I’m trying to get around this by adding 1 fake row with np.NaN values where at least 1 value is NaN in the whole training+test set and the rest values are modes of the training set.
df_all = df.append(df_test)
display_all(df_all.isnull().sum().sort_index()/len(df_all))
dep_var = ‘SalePrice’
nas = df_all.isnull().sum()
nas[dep_var] = 0
nas
df_mode = df.mode(axis=0,dropna=False)
df_mode
fake_nan_row = np.where(nas == 0, df_mode, np.NaN)
pd.DataFrame(fake_nan_row)
Tried adding the fake_nan_row to training data, but when doing
to_test = to.valid.new(df_test)
m.predict(to_test.xs)
it shows KeyError: “[‘MasVnrArea_na’, ‘BsmtFinSF2_na’, ‘BsmtFinSF1_na’, ‘BsmtUnfSF_na’, ‘LotFrontage_na’, ‘GarageArea_na’, ‘GarageYrBlt_na’, ‘TotalBsmtSF_na’] not in index”
even if I add the fake_nan_row to the test dataset.
Edit:
It turns out that sklearn doesn’t keep the columns dropped during feature importance step, so we have to drop the same columns as in previous steps:
dls = to.dataloaders()
test_dl = dls.test_dl(df_test)
m.predict(test_dl.dataset.xs[to_keep].drop(to_drop, axis=1))

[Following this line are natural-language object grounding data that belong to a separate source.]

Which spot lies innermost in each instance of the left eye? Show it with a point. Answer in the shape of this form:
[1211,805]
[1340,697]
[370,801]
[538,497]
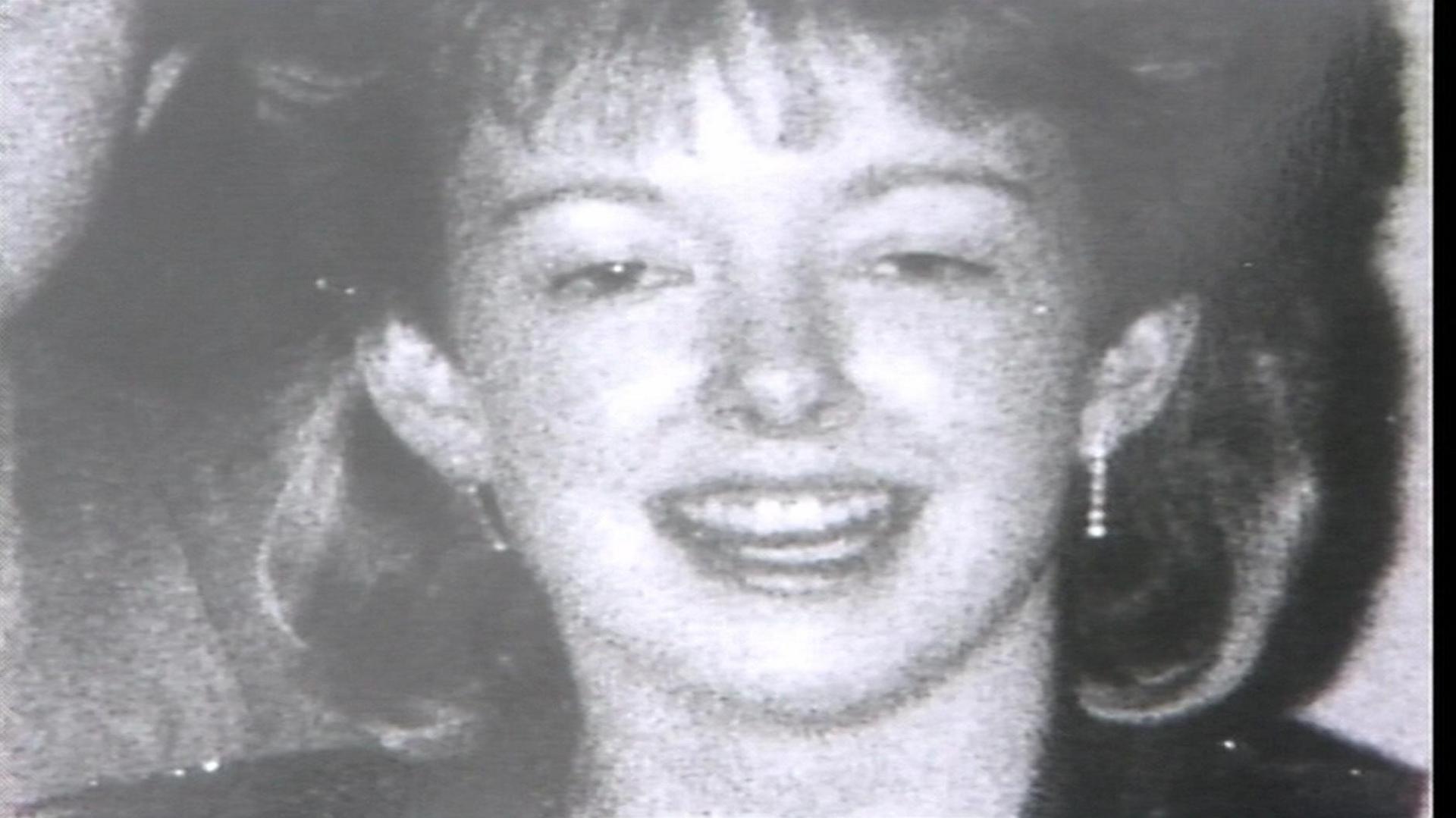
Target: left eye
[928,268]
[609,278]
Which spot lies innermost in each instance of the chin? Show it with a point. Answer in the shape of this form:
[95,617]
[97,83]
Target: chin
[824,685]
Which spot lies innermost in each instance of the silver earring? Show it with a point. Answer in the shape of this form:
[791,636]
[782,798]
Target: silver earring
[1097,494]
[490,517]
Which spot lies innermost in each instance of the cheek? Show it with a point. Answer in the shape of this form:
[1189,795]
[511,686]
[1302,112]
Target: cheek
[582,390]
[987,365]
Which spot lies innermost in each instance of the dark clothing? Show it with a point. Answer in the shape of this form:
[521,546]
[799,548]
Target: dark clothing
[1282,770]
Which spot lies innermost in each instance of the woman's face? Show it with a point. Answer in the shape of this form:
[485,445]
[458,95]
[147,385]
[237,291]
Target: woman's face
[778,419]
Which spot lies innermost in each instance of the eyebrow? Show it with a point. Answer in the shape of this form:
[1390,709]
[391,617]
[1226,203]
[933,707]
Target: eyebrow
[618,191]
[878,181]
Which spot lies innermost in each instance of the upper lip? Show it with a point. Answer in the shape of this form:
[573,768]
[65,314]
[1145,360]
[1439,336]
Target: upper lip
[786,511]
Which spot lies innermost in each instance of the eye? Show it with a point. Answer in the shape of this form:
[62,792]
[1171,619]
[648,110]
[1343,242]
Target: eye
[610,278]
[929,268]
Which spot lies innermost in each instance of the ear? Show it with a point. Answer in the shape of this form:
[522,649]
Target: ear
[427,400]
[1136,376]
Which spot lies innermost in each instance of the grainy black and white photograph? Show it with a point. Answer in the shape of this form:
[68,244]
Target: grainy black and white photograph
[715,408]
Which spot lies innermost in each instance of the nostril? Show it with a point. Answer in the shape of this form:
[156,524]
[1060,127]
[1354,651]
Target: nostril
[783,400]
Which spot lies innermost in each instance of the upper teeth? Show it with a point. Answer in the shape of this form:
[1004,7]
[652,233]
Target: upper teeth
[786,512]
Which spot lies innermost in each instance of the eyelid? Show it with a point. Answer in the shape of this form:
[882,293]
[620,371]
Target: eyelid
[938,267]
[607,278]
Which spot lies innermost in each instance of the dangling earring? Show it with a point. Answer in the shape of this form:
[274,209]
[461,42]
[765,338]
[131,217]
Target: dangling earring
[490,517]
[1097,494]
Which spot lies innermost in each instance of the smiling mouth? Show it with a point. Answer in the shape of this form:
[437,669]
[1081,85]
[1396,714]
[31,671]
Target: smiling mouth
[799,537]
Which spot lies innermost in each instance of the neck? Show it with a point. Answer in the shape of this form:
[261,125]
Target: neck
[968,745]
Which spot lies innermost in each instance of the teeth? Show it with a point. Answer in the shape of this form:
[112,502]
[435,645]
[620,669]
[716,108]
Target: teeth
[794,514]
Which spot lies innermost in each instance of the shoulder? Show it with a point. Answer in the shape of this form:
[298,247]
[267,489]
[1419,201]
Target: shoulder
[1282,769]
[346,783]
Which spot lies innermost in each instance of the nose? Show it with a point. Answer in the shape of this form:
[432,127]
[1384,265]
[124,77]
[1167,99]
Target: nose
[781,375]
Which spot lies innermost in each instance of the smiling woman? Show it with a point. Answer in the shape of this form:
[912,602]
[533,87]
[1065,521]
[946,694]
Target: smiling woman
[924,409]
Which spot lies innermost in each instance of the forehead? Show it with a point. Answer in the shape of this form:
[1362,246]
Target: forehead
[758,108]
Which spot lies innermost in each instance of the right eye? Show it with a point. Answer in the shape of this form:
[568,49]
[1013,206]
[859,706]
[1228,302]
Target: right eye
[610,278]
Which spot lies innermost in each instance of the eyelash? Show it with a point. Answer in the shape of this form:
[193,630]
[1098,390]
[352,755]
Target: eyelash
[929,268]
[604,280]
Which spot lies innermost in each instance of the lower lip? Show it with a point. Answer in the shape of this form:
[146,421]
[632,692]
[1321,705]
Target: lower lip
[786,569]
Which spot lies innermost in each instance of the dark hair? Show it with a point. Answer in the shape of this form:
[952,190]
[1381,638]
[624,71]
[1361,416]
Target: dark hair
[1235,149]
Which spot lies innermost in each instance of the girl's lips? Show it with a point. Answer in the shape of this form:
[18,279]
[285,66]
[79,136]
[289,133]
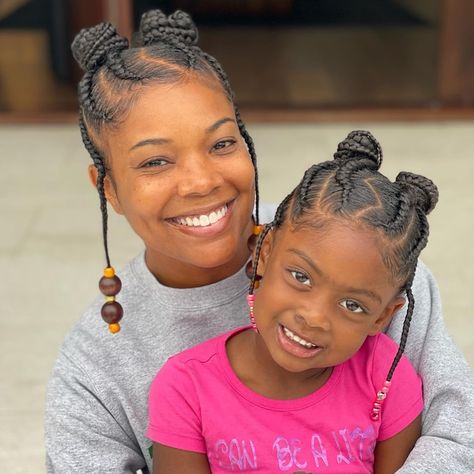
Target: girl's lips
[208,230]
[294,348]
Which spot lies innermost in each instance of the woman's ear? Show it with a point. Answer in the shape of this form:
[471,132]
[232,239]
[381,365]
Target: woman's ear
[109,189]
[265,252]
[388,313]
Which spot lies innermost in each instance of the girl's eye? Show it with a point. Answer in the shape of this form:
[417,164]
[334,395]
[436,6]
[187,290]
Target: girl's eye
[155,162]
[300,277]
[352,306]
[224,146]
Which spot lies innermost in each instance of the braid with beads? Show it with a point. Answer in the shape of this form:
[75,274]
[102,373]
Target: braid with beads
[350,187]
[166,53]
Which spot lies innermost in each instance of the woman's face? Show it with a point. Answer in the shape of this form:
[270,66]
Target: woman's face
[181,174]
[322,293]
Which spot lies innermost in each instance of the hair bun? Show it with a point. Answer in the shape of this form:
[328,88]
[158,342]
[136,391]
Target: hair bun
[155,26]
[92,45]
[359,144]
[425,191]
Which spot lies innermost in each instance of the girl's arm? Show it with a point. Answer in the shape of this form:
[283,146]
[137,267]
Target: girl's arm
[168,460]
[391,453]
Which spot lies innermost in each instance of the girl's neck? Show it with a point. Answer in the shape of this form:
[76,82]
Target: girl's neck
[254,366]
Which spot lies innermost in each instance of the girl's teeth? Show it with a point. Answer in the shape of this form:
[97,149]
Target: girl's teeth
[298,339]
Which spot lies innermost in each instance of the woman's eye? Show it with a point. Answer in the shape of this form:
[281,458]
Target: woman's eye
[224,145]
[156,162]
[352,306]
[300,277]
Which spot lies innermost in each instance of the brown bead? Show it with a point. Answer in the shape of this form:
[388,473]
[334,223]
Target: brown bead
[252,242]
[112,312]
[249,271]
[110,286]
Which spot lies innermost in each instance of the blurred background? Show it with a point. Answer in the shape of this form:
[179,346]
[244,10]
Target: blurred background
[305,73]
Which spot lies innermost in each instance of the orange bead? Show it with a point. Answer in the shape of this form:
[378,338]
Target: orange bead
[114,328]
[109,272]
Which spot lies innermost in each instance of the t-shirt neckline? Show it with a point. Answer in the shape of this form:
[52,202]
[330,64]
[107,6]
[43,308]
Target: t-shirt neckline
[269,403]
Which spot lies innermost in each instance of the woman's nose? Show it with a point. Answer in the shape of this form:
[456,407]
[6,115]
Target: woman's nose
[198,176]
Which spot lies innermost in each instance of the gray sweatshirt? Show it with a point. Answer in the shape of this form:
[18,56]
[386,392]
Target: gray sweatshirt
[96,412]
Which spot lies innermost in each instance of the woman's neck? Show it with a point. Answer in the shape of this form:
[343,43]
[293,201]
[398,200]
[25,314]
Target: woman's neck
[176,274]
[254,366]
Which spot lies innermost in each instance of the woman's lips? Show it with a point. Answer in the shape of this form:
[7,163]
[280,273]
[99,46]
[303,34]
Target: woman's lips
[207,224]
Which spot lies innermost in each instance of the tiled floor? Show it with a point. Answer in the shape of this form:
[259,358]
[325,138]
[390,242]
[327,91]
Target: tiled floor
[51,254]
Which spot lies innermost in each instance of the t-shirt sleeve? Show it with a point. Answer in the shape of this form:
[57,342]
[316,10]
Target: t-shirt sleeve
[404,400]
[173,409]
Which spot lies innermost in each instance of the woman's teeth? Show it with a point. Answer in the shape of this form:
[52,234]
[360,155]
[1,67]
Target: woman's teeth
[204,219]
[299,340]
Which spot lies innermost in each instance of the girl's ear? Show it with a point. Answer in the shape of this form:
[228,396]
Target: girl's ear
[109,189]
[384,319]
[265,252]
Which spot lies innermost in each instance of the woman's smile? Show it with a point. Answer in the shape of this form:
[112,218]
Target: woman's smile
[205,223]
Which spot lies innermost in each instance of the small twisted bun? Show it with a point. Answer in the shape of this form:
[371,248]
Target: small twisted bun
[92,45]
[425,191]
[359,144]
[155,26]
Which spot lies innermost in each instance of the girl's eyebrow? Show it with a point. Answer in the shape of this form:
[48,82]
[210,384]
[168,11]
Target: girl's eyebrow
[361,291]
[163,141]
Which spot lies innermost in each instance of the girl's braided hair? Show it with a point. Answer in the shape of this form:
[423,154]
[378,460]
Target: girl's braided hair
[350,187]
[166,52]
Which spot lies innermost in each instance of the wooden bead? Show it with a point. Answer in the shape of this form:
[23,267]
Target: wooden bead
[114,328]
[249,271]
[112,312]
[109,272]
[110,286]
[252,242]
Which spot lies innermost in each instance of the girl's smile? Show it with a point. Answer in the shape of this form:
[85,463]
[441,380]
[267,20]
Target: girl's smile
[296,345]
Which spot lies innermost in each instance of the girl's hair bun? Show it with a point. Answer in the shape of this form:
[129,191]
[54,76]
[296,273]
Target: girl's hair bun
[155,26]
[425,191]
[92,45]
[359,144]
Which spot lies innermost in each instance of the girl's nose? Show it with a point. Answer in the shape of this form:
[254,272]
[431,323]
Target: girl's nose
[198,176]
[313,319]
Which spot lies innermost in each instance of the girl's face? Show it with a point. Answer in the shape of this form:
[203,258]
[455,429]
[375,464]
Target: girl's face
[322,293]
[182,176]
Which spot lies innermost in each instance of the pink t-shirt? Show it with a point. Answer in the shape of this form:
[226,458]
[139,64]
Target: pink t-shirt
[197,403]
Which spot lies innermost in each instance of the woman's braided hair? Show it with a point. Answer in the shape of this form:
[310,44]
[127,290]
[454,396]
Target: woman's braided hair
[350,187]
[166,52]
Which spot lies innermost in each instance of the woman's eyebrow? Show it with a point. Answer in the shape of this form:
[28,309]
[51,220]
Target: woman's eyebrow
[150,141]
[217,124]
[163,141]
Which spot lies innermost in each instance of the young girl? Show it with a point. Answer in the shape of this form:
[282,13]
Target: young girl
[170,154]
[315,386]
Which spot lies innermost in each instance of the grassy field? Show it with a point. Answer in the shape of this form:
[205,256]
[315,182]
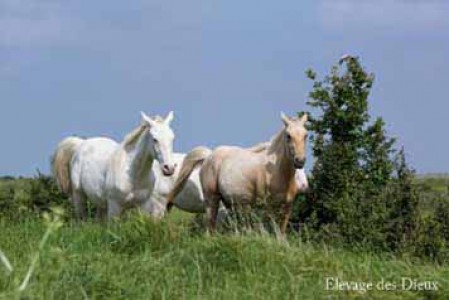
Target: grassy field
[138,258]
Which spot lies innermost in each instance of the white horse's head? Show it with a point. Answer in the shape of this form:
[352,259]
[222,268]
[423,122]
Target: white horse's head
[160,142]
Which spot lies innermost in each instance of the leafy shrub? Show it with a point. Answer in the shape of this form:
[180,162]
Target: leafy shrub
[362,190]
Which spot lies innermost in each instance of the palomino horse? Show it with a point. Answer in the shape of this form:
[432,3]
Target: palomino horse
[114,176]
[241,177]
[189,196]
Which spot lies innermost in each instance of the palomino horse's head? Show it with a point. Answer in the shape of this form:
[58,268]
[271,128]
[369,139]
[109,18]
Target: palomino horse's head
[160,141]
[295,134]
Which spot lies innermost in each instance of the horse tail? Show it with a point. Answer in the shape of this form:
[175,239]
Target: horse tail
[196,157]
[61,160]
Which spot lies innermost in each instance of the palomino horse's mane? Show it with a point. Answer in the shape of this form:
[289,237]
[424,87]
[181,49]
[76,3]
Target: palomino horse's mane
[276,142]
[131,138]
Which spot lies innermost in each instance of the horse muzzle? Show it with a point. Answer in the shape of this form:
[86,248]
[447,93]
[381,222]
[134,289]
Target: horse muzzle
[299,163]
[168,170]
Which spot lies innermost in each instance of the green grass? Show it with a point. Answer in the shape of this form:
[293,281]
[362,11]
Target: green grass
[138,258]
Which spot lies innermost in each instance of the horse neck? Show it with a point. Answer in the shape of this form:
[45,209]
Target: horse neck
[139,158]
[283,163]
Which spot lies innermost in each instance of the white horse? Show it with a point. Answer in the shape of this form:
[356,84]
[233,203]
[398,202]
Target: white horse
[114,176]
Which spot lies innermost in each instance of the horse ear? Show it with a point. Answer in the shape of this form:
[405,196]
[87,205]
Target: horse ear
[169,118]
[146,119]
[304,118]
[285,119]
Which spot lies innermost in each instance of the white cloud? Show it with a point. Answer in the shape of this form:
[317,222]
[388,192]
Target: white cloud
[390,14]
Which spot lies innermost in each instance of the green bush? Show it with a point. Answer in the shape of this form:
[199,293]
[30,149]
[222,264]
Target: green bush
[22,197]
[362,190]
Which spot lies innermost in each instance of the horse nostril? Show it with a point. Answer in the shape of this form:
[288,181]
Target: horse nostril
[167,170]
[299,163]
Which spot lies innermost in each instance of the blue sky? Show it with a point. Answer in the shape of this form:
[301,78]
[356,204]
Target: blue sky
[226,68]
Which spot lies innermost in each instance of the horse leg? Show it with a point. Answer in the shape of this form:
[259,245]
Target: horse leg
[286,216]
[212,205]
[79,201]
[114,209]
[102,210]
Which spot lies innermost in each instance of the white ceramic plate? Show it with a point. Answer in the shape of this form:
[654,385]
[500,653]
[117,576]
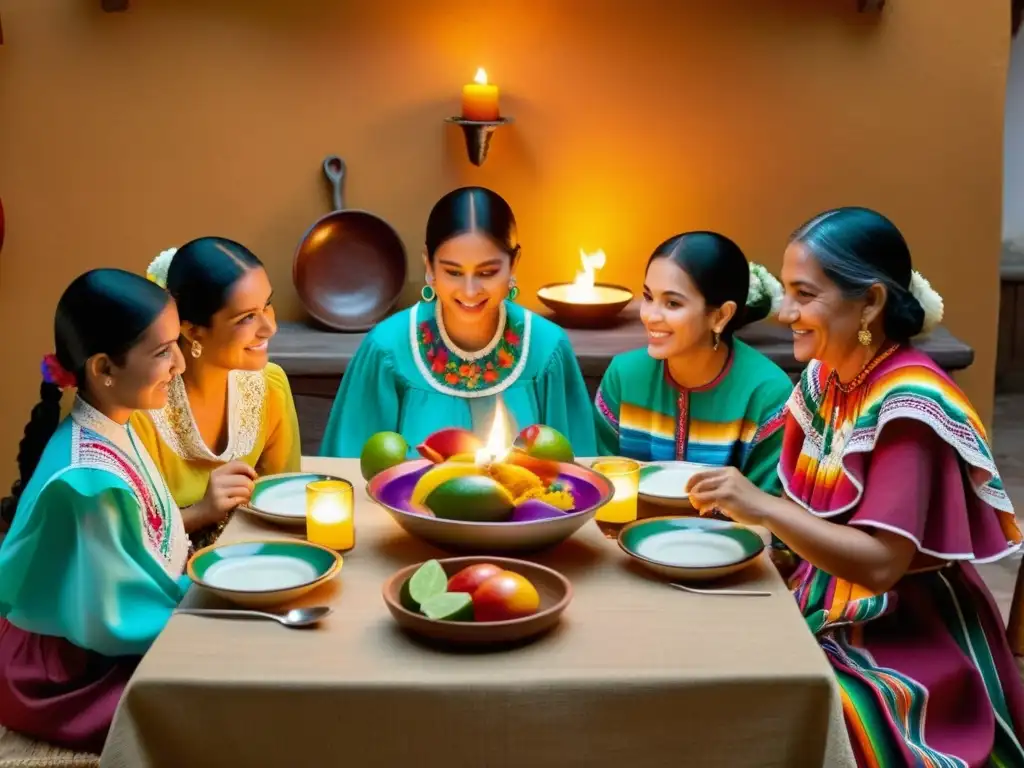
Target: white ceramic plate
[665,482]
[260,573]
[690,548]
[282,499]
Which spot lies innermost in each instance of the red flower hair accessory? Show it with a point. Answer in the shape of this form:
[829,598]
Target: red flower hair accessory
[54,373]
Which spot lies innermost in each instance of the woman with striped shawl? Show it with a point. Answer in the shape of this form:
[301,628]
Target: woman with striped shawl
[890,497]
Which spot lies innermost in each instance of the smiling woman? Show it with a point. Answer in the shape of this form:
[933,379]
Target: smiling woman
[92,564]
[695,392]
[230,415]
[443,361]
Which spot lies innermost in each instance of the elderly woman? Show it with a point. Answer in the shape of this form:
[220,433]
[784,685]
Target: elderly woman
[891,495]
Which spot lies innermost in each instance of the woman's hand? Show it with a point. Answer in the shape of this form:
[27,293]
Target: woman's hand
[726,489]
[229,485]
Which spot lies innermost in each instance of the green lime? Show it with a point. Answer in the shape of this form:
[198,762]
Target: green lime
[450,606]
[471,498]
[381,452]
[428,581]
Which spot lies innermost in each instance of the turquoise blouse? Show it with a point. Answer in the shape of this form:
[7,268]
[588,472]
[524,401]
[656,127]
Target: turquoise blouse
[409,378]
[97,548]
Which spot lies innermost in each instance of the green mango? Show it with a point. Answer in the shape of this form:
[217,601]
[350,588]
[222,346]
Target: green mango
[471,498]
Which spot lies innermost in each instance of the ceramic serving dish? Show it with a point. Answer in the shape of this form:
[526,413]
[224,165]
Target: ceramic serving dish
[392,488]
[258,574]
[664,483]
[585,314]
[690,548]
[282,499]
[554,589]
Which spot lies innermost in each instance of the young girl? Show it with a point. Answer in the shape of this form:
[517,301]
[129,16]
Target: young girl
[230,415]
[92,564]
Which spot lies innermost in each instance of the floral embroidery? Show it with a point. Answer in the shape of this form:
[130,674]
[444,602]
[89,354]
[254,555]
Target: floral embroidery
[469,376]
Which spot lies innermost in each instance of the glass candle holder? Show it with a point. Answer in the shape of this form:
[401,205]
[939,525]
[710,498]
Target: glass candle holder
[625,477]
[330,517]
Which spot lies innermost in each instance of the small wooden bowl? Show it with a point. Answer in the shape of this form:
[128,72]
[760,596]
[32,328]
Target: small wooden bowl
[554,589]
[583,315]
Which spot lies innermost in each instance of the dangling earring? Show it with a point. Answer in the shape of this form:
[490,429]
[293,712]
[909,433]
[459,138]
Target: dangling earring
[863,335]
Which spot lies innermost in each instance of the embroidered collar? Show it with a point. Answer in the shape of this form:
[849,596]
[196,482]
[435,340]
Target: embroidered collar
[177,428]
[453,371]
[89,418]
[116,451]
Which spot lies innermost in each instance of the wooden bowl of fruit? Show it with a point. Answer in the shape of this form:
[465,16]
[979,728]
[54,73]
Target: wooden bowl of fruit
[477,601]
[531,498]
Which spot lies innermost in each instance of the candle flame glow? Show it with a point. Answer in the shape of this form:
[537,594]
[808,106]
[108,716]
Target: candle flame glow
[582,291]
[498,444]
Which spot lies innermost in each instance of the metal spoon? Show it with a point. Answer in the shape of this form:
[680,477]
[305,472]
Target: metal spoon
[750,593]
[293,617]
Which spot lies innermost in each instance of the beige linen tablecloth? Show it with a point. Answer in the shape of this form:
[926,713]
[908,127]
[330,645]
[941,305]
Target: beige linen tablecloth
[637,674]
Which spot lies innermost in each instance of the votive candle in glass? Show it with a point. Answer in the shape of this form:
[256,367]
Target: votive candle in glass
[330,517]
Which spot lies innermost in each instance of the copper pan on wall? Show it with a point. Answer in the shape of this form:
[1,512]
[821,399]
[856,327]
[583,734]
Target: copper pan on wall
[350,266]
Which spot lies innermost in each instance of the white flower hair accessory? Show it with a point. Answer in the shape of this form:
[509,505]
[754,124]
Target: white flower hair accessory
[157,271]
[930,301]
[764,287]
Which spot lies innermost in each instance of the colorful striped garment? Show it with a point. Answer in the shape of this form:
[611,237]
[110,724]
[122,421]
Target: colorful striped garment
[735,420]
[926,674]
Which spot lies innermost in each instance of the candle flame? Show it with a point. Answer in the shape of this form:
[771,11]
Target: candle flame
[498,444]
[582,290]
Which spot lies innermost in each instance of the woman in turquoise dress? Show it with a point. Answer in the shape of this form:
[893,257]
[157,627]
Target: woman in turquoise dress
[445,360]
[695,392]
[91,567]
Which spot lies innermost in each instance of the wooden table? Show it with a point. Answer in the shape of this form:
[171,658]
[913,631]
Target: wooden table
[636,674]
[315,359]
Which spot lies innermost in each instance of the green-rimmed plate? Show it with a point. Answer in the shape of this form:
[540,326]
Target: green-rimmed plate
[665,482]
[282,499]
[690,548]
[263,573]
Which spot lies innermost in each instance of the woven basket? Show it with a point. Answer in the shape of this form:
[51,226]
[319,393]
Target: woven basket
[19,752]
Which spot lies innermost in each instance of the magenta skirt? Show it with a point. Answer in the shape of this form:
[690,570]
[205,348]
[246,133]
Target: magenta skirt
[52,690]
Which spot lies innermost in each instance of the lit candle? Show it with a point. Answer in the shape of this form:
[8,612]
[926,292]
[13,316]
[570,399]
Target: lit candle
[329,514]
[625,477]
[479,100]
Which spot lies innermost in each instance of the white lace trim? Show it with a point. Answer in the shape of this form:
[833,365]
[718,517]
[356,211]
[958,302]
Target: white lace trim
[850,440]
[501,386]
[85,416]
[176,424]
[471,356]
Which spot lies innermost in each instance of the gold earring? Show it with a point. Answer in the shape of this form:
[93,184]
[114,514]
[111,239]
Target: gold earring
[863,335]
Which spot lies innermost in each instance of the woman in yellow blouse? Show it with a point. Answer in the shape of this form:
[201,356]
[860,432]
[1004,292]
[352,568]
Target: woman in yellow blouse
[229,417]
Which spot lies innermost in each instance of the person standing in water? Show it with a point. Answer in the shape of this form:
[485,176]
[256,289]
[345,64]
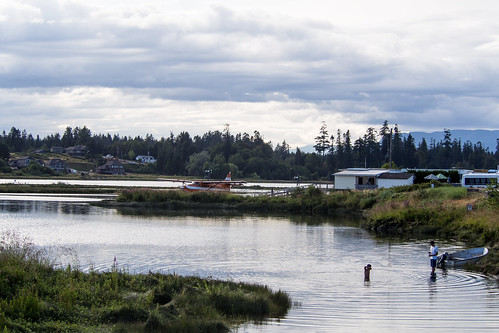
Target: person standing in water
[433,257]
[367,272]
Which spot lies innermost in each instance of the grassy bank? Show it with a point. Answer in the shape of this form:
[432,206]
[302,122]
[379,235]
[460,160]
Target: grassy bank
[309,201]
[442,212]
[36,297]
[412,211]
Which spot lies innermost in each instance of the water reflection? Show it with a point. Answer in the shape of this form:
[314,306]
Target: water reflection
[319,264]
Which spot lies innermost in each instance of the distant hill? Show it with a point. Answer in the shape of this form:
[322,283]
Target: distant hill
[488,138]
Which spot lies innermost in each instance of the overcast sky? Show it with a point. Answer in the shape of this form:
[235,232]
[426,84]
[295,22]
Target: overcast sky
[277,66]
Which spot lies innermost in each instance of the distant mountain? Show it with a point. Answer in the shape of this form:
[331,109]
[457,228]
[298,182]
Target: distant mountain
[488,138]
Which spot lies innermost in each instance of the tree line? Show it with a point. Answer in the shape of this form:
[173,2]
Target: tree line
[246,155]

Adding just 1 row with NaNs to training data works, though if I remove it, I get an error:
AssertionError: nan values in BsmtFinSF1
but not in setup training set
Also, if I run without the fake NaN row in training:
to_test = to.valid.new(df_test)
m.predict(to_test.xs[to_keep].drop(to_drop, axis=1))
I get an error:
KeyError: “[‘MasVnrArea_na’, ‘LotFrontage_na’, ‘GarageYrBlt_na’] not in index”
Which is not related to sklearn, but happens just by calling to_test.xs
Which means that for some reason,
to_test = to.valid.new(df_test)
doesn’t work properly with autogenerated NaN columns.
So, my guess is that I have to add a fake row with NaN values to my training data to have all of the possible columns available for the Random Forest.
I don’t know if there is a more elegant way to do it with dataloaders automatically.